Universal Material Model#
In this part, we reach the most exciting aspect of DeepH: the Universal Materials Model (UMM). A practical demonstration using the \(\text{MoS}_{2}\) dataset is provided to showcase the model’s capabilities.
What is DeepH-UMM#
DeepH-UMM (Deep Learning DFT Hamiltonian Universal Material Model) represents a significant advancement in computational materials science. It is a universal, deep learning-based model designed to predict the electronic structures of diverse materials. Crucially, its applicability extends to any material composed of elements within the Periodic Table.
The core strength of DeepH-UMM lies in its training process. It leverages an extensive and diverse dataset encompassing a vast array of known materials. This comprehensive training enables the model to learn the intricate, underlying physical relationships that govern how a material’s atomic composition and structure determine its electronic properties. By capturing these fundamental principles, DeepH-UMM demonstrates remarkable generalization capability. It can accurately predict the electronic structures of novel, previously unseen materials, effectively bypassing the need for explicit first-principles calculations for each new compound.
In essence, DeepH-UMM serves as a powerful computational tool that bridges the gap between material composition and electronic behavior, accelerating the discovery and understanding of new functional materials.
The early-stage proof-of-concept version of DeepH-UMM.
Yuxiang Wang*, Yang Li*, Zechen Tang*, et.al. Science Bulletin 69, 2514 (2024)
One-shot inference with universal materials model#
DeepH-UMM enables direct property prediction for target materials without dataset-specific retraining. Its operational workflow is identical to conventional specialized models.
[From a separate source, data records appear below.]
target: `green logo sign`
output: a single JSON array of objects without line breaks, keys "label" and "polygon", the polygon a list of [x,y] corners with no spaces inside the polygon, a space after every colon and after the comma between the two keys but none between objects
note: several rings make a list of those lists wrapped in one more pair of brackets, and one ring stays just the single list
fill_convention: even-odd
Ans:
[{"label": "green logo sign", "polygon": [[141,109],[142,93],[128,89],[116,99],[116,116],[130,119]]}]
This tutorial provides a restricted UMM variant trained on 20 thousand materials covering 63 common elements (Periodic Table Rows 1 to 6). This restricted UMM also demonstrates robust predictive capability for any material within the covered elemental space, achieving ab init accuracy (mean absolute error of Hamiltonian entries ~ 1.3 meV) as rigorously validated.
Execute the following command to initiate the large model inference process. The procedures for dataset preparation and model loading remain identical to those detailed in Making Prediction.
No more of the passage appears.